R1,6 million for ground-breaking projects

R1,6 million for ground-breaking projects

The Chemical Industry Education and Training Authority (CHIETA) has announced it will be giving two major South African universities R1 647 500 in funding this year to help support research, innovation and work-integrated learning initiatives, as well as contribute towards curbing youth unemployment.

CHIETA CEO Yershen Pillay says the organisation’s 2020-2021 university partnerships are unique as they come at a time when the world is fighting the Covid-19 pandemic, which has been battering economies for over a year, driving unemployment to new highs.

“We are excited to be part of such ground-breaking initiatives aimed at uplifting our society during this tumultuous pandemic. We are determined to ensure that these partnerships as well as our various other interventions will succeed and benefit our communities,” says Pillay.

Sefako Makgatho Health Sciences University in Pretoria North was granted R387 500 for its work-integrated learning programmes. It will partner with pharmaceutical companies to offer these programmes for undergraduate students studying towards pharmaceutical-related qualifications. These students will be able to complete their qualifications and gain workplace experience, creating a pool of graduates for absorption into South Africa’s increasingly important pharmaceutical sector.
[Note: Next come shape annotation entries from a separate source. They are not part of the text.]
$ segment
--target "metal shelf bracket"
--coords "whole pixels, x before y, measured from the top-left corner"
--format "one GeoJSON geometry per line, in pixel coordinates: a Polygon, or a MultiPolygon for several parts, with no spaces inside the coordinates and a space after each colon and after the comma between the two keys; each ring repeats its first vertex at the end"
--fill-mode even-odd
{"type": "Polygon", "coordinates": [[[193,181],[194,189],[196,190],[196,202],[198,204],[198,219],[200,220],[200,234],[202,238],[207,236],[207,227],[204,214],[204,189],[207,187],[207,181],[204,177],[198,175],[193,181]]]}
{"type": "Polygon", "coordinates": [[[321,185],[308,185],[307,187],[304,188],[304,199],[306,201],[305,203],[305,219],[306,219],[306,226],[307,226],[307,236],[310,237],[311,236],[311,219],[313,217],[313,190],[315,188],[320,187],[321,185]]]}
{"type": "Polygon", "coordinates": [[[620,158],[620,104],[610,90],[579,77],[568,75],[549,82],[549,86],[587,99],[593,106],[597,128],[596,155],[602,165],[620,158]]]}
Vaal University of Technology (VUT) has received R510 000 to produce nanotechnology from waste glass. VUT’s project involves the collection of waste glass bottles for recycling and conversion into Nanoscilia. “The project will make use of non-returnable bottles that would be sourced from townships in the Vaal region. It will benefit unemployed youths in the townships, who will be collecting and recycling the glass bottles,” Pillay continues.

Nanoscilica products produced from the project will benefit tyre manufactures, pharmaceuticals and plastics industries, which are set to boost South Africa’s exports. The project will also contribute to reducing pollution as used bottles would be recycled.

VUT has been allocated a further R750 000 for an electric car project. The programme will also help Master’s degree students to develop a chitosan membrane for electricity production, which will be used in the development of fuel cell batteries for electric cars.

‘’We are very proud to be part of this innovation as a SETA and we will fully support and take advantage of such new technologies in a modern and fast-changing world to improve and develop our sector,” says Pillay.

Every year the CHIETA, with a mandate to facilitate skills development and training in the chemical and manufacturing industries, extends financial support to tertiary training institutions for work integrated learning.

The SETA also provides grants to learning institutions, designed to help them prepare students for the chemical industries’ job market – ultimately, aiming to ensure it plays its part in addressing South Africa’s high levels of poverty and unemployment.